The ministry said that in 2018, the university had recruited about 40 students for a four-year work-study scholarship program, promising them the opportunity to develop off-campus work skills and experience while completing a bachelor’s degree in business administration.
In a recruitment brochure, the university offered applicants a range of financial inducements, while touting the program as “ultra-affordable.”
In November 2018, Swazi media reported that the students were being forced to work 40 hours per week peeling chicken skins in a refrigerated factory in exchange for their lessons and accommodation.
Following the incident, the ministry ordered the university to cancel the students’ employment contracts and assist them in returning to a full class schedule.
It also reduced the university’s international student recruitment quota for the 2019-2020 academic year, the ministry said.
The students remained enrolled and were given tuition discounts, grants for living expenses and assistance in finding legitimate internship opportunities, it said.
However, earlier this year, the students reported that Mingdao University had reduced their financial benefits and imposed new minimum work requirements for their internships or other “service learning” activities, the ministry said.
University president Kuo Chu-hsun (郭秋勳) held a news conference on Thursday last week with five of the students, who said that the work conditions did not amount to labor abuse.
However, in a letter to the ministry on Tuesday, the Union of Private School Educators said that the university took the international students’ wages in the form of monthly “donations” from the factories where they worked, and used only a portion of that money to offset their tuition and expenses.
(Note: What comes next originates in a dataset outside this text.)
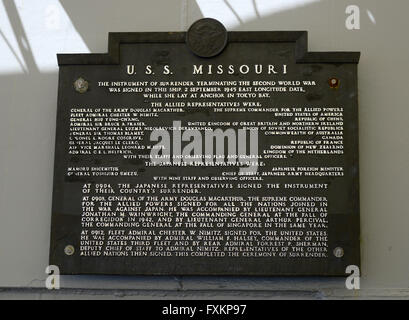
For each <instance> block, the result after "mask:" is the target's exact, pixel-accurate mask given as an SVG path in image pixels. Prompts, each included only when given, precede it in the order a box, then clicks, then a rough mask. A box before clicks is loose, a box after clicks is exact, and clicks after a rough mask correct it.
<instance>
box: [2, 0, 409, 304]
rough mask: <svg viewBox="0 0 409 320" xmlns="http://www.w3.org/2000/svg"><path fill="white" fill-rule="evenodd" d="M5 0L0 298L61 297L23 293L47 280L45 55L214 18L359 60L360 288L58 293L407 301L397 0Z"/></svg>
mask: <svg viewBox="0 0 409 320" xmlns="http://www.w3.org/2000/svg"><path fill="white" fill-rule="evenodd" d="M10 2H12V1H9V0H3V6H4V8H5V11H4V12H3V13H1V14H2V15H3V16H2V19H3V18H6V19H10V23H9V25H7V22H5V20H2V21H3V24H1V25H0V27H1V28H3V29H1V28H0V31H1V33H0V36H1V37H0V44H1V45H2V46H1V47H0V48H1V51H0V99H1V100H0V288H8V289H7V290H5V289H3V290H0V298H2V297H12V298H13V297H37V298H44V297H45V298H50V297H53V298H55V297H62V296H61V294H60V295H56V294H55V293H54V294H51V293H49V292H47V293H44V292H42V291H41V290H39V289H35V290H29V289H28V288H43V287H44V279H45V278H46V275H45V273H44V270H45V267H46V266H47V260H48V245H49V244H48V243H49V230H50V218H51V194H52V173H53V157H54V134H55V116H56V102H57V78H58V76H57V71H58V68H57V61H56V59H55V53H57V52H79V51H80V52H81V51H84V48H88V49H89V51H90V52H94V53H97V52H106V50H107V34H108V32H110V31H185V30H186V29H187V28H188V26H189V25H190V24H191V23H192V22H193V21H195V20H196V19H199V18H201V17H203V16H206V17H214V18H217V19H218V20H220V21H221V22H223V23H224V24H225V25H226V27H227V28H228V29H229V30H248V31H251V30H254V31H256V30H308V31H309V47H310V50H311V51H334V50H335V51H336V50H340V51H361V52H362V57H361V62H360V65H359V94H360V95H359V103H360V112H359V117H360V120H359V121H360V122H359V124H360V136H359V139H360V172H361V175H360V179H361V226H362V229H361V233H362V242H361V250H362V273H363V278H362V279H361V288H362V290H361V291H360V292H357V293H356V292H355V293H352V292H349V291H347V290H345V289H344V283H343V279H325V278H324V279H323V278H291V279H290V278H221V277H205V278H200V277H178V278H173V277H64V278H63V279H62V286H63V287H66V288H68V287H69V288H72V290H71V291H67V292H66V293H65V296H63V297H73V296H78V294H79V292H78V291H76V290H75V289H76V288H87V289H90V290H88V291H85V292H82V293H83V294H84V296H83V297H92V296H94V295H95V294H98V295H99V296H98V297H105V298H106V297H116V298H121V297H124V295H125V297H137V298H138V297H139V298H140V297H145V298H146V297H169V296H171V297H173V298H175V297H181V298H183V297H188V298H192V297H205V298H206V297H220V298H226V297H241V298H251V297H263V298H280V297H288V296H290V297H307V298H331V297H386V296H388V297H391V296H403V297H405V296H406V297H408V296H409V289H408V287H409V275H408V274H409V232H408V228H409V212H408V211H409V209H408V206H407V200H408V198H409V170H408V165H409V108H408V100H409V89H408V82H407V77H408V75H409V64H408V61H407V59H408V58H409V45H408V41H407V39H406V38H407V34H406V33H407V30H409V20H408V19H407V13H408V12H409V2H408V1H407V0H391V1H384V0H354V1H345V0H321V1H319V0H316V1H314V0H285V1H284V0H254V1H253V0H235V1H233V0H230V1H227V0H226V1H224V0H207V1H201V0H197V2H196V1H194V0H190V1H189V0H166V1H160V0H138V1H134V0H118V1H108V0H87V1H77V0H60V1H57V0H44V1H35V4H34V1H28V0H25V1H24V0H20V1H16V4H17V5H16V6H13V5H12V4H10ZM0 3H1V2H0ZM349 4H356V5H359V7H360V9H361V29H360V30H356V31H349V30H347V29H346V28H345V18H346V15H345V8H346V6H347V5H349ZM33 5H35V6H36V7H37V9H36V10H40V9H38V8H42V9H41V10H43V11H42V13H43V14H44V16H43V17H41V16H40V18H39V17H38V15H37V16H36V17H34V13H33V14H32V16H31V15H30V14H29V13H28V12H29V11H30V10H34V9H35V8H32V7H33ZM50 5H51V9H49V8H50ZM53 5H54V7H53ZM280 5H281V7H280ZM283 5H285V7H282V6H283ZM53 8H54V9H53ZM53 10H54V11H57V12H59V14H60V15H65V16H66V17H68V18H67V19H66V20H67V21H68V22H67V21H65V20H64V21H65V22H64V21H63V26H62V27H61V25H60V26H58V23H57V27H55V25H54V26H53V23H55V21H54V22H53V17H54V16H53V14H55V12H54V11H53ZM53 12H54V13H53ZM30 17H31V18H30ZM60 19H62V18H61V16H60ZM57 22H58V21H57ZM43 23H44V24H45V26H46V27H47V28H45V27H44V25H43ZM50 25H51V27H50ZM58 28H60V29H58ZM13 39H14V40H13ZM6 40H7V41H6ZM49 41H51V42H52V43H51V44H49V43H48V42H49ZM13 52H14V53H13ZM48 57H49V58H48ZM21 65H23V66H24V67H21ZM13 66H16V67H15V68H14V67H13ZM13 68H14V69H15V70H13ZM24 70H25V71H24ZM17 288H19V289H17ZM94 289H105V291H98V290H97V292H100V293H96V291H93V290H94ZM94 297H95V296H94Z"/></svg>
The union pointed to the school’s publicly available donation records from 2012 to 2018, which it urged the ministry to investigate.
Union president Yu Jung-hui (尤榮輝) said that the university had forced the students into “fake internships” without any form of oversight, and had damaged Taiwan’s reputation.
Rather than try to “cover up” the university’s behavior, the ministry should ban it from recruiting international students for the coming school year, Yu said.
University secretary-general and director of human resources Chan Kuo-hua (詹國華) on Wednesday said that there is no connection between international students’ tuition and corporate donations.
The discounts offered to the Swazi students — including semester tuition of NT$10,000, compared with the standard rate of about NT$50,000 — add up to far more than companies donate to the school, he said.
Regarding the labor abuse allegations, Chan said that under the original program, students studied three days on campus and worked three days at internships every week.
The university suspended that arrangement on orders from the ministry, he added.
As many international students still need employment to afford their expenses, the university allowed them to voluntarily choose internships from a screened list of employers, with a limit of 20 work hours per week, Chan said.
The internships are arranged between students and the employers, without involvement from the university or employment brokers, and are in compliance with Taiwanese labor law, he said.
The ministry said that it is illegal for universities to use brokers to recruit international students or arrange work for them.
Schools that breach the law would face severe penalties, it said.